A Singaporean woman accused of failing to wear a mask in public on more than one occasion was slapped with two new charges on Tuesday (19 May).
41-year-old Paramjeet Kaur, infamous among members of the public online for making claims of being a ‘sovereign’ in a viral video clip recently, was accused today of failing to wear a mask over her nose and mouth an Upper Thomson Road food stall on 26 April.
The other new charge pertains to her alleged failure to report to a registration officer her change of home address within the stipulated 28 days after moving into the new residence in November last year.
Ms Kaur, who wore a mask in court today, refused to state her full name when she was asked to do so.
“I go by Pam,” she said.
When she was asked if she understood the additional charges made against her, she replied: “I’m a living woman. I reserve my rights.”
Ms Kaur is no longer represented by lawyer Satwant Singh and is now the client of Anil Singh Sandhu.
Mr Anil Singh confirmed with District Judge Adam Nakhoda that Ms Kaur is his client.
The judge granted Ms Kaur a S$10,000 bail and instructed her not to commit any offence while out on bail.
Previously, Ms Kaur was arrested on 4 May and was charged the subsequent day with refusing to put on a mask and being a public nuisance.
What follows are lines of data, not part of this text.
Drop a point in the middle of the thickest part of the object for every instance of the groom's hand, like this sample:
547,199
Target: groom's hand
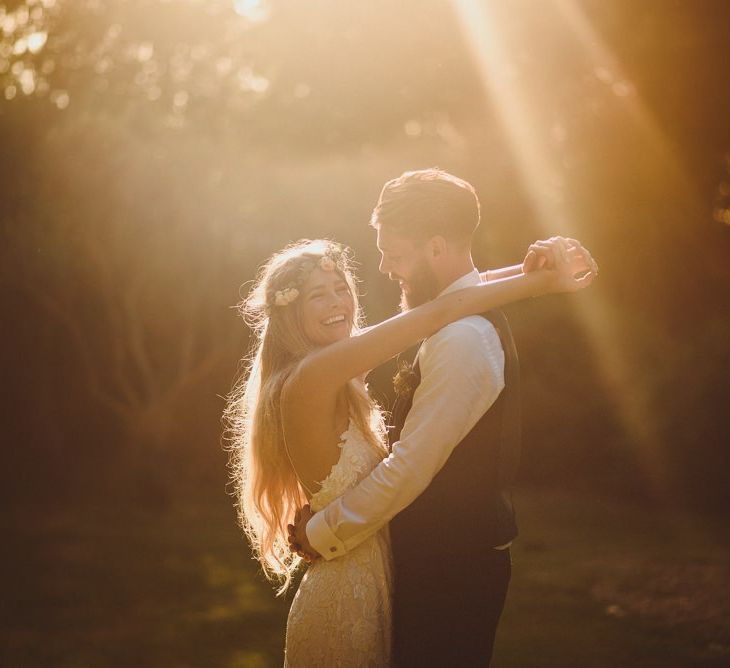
298,541
549,253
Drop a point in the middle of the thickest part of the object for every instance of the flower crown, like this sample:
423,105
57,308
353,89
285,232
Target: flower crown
332,259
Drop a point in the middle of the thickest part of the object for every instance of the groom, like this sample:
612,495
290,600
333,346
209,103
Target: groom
454,441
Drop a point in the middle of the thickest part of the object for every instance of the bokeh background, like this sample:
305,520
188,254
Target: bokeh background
154,152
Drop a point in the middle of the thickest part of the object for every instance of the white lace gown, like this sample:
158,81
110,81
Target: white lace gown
341,615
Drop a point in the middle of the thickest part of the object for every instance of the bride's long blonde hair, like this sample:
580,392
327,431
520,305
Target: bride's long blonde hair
266,487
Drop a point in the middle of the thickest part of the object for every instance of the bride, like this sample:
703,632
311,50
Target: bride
305,430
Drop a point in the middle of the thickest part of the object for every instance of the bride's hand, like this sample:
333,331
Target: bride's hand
297,538
570,266
545,253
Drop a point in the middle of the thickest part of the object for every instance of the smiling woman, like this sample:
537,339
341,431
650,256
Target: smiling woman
327,307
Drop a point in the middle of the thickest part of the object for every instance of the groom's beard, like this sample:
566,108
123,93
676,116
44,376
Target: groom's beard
422,287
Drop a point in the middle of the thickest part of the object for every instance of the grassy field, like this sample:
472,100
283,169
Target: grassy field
594,584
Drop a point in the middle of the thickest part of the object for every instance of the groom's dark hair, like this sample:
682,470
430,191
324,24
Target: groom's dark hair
428,202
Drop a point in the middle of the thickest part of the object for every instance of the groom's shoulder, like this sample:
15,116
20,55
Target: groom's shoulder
472,331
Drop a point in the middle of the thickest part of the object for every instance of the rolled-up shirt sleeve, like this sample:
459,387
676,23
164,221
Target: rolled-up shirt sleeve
462,371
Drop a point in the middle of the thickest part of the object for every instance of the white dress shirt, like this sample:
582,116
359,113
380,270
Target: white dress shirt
462,374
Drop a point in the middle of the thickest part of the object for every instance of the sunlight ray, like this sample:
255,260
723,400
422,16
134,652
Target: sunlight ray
520,111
She faced four charges, three of which were made under COVID-19 (Temporary Measures) Act.
A charge of assaulting another woman who told her to put on a mask at Shunfu Market on 3 May was dropped.
Ms Kaur was remanded at the Institute of Mental Health for two weeks after the district judge decided that — in agreement with the police prosecutor during the previous hearing — the accused should be placed under observation to check if she was sound to make a plea in court.
Under the COVID-19 (Temporary Measures) Act, Ms Kaur could be jailed up to six months and fined up to S$10,000 for each charge.
She may also be subject to a fine of up to S$2,000 if found guilty for being a public nuisance.
She could face a jail term of up to five years and fined up to S$5,000 for violating the National Registration Act.
The case is adjourned to 2 June. The court granted Mr Anil Singh a request for Ms Kaur to not appear in court for the next hearing unless more charges are to be read on that day.
As of 14 April, the Government has made the wearing of masks when leaving the house mandatory.
Except for the children below the age of two and those who are engaging in strenuous exercises such as running and jogging, anyone who found flouting the rules the first time will be subject to a S$300 fine.
A second offence will carry a fine of S$1,000 while egregious cases will be prosecuted in court. Foreigners residing in Singapore on permanent resident status or work passes will also have their status or passes revoked.